Cloud technology “has got all the characteristics” IT is looking for when it comes to absorbing an entirely new businesses IT infrastructure during a merger, Accenture senior manager Chris Chapman told the Dreamforce conference in San Francisco yesterday.

Chapman warned: “IT is increasingly seen as a blocker in these  kinds of projects.”

Cost cutting measures to cluster systems has put IT on the back foot when it comes to merging companies, he added.

“Over the last ten or fifteen years companies have pursued centralisation and consolidation of their IT systems all in pursuit of a cost saving agenda. The problem is, that has made merger and acquisition projects a lot more complicated.”

However, the Accenture lead believes platform-as-a-service (PaaS) products can eliminate this.

“With cloud i can just procure this computing power and do it in real time and I have access to rich functionality out of the box like Salesforce’s Service cloud.
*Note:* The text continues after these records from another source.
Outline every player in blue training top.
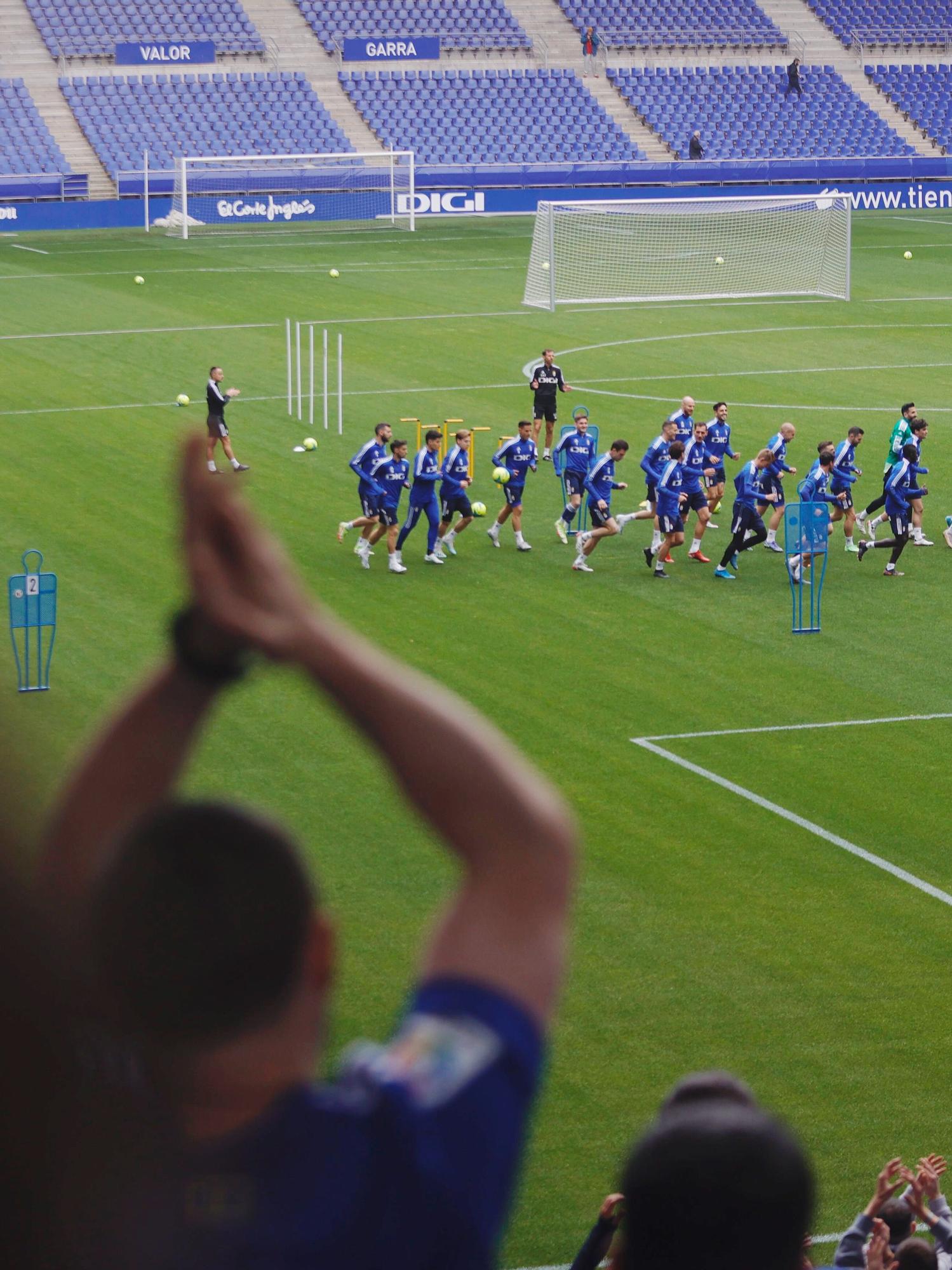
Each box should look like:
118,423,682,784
572,441,628,573
645,441,685,579
714,452,789,582
615,419,678,551
761,423,797,554
396,428,443,564
486,419,538,551
338,423,394,555
437,428,473,555
859,441,929,578
665,398,694,444
787,447,855,585
706,401,740,530
44,441,577,1270
552,414,595,546
361,441,410,573
681,422,717,564
830,428,864,554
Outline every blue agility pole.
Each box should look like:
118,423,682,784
558,417,598,537
783,503,830,635
8,547,56,692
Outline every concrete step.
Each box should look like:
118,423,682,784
582,72,671,163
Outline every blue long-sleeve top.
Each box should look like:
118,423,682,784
764,432,791,476
492,437,538,485
552,428,595,476
734,458,770,507
348,437,387,494
585,451,620,503
681,436,721,494
441,446,470,498
640,433,671,485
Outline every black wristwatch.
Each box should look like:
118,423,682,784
170,605,249,687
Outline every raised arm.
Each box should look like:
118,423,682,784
184,441,576,1021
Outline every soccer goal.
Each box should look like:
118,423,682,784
523,194,852,310
164,150,417,239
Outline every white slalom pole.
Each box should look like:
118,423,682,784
295,321,304,419
307,324,314,428
285,318,295,415
324,326,328,432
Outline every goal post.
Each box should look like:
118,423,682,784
163,150,417,239
523,193,852,311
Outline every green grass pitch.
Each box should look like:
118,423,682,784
0,213,952,1266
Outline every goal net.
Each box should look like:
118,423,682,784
523,194,852,310
163,150,415,239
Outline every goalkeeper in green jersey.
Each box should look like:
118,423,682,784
855,401,915,537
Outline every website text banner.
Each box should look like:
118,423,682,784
116,39,215,66
344,36,439,62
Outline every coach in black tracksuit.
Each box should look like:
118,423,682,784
529,348,571,462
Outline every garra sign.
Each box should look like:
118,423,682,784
398,189,486,216
217,194,318,221
116,39,215,66
344,36,439,62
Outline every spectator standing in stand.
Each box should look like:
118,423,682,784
783,57,803,97
581,27,601,79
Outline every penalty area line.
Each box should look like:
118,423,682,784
631,729,952,908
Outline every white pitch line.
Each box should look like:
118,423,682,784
631,737,952,908
631,711,952,743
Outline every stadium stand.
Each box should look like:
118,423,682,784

“It allows us to behave much more smartly, develop projects using low capacity and just ramp up production volume.”

‘Every second counts’

“Every second counts when you are implementing an M&A deal. Minimising the amount of time between the signing and the deal completion is absolutely critical. If you are selling a business, you have signed the deal and you want to get your hands on the money as soon as possible - the interest alone on a multi-million deal is eye-watering, nevermind the opportunity costs of not being able to do the other objectives you have set that you want to use that capital for.

Chapman added that speed is just as crucial to the buyer too.

He said: “From a buyer perspective, speed is really important. As soon as you announce that deal is happening it creates uncertainty in the marketplace. Your customers start behaving differently, your competitors try to take advantage of you and the staff in the divested business can have morale issues.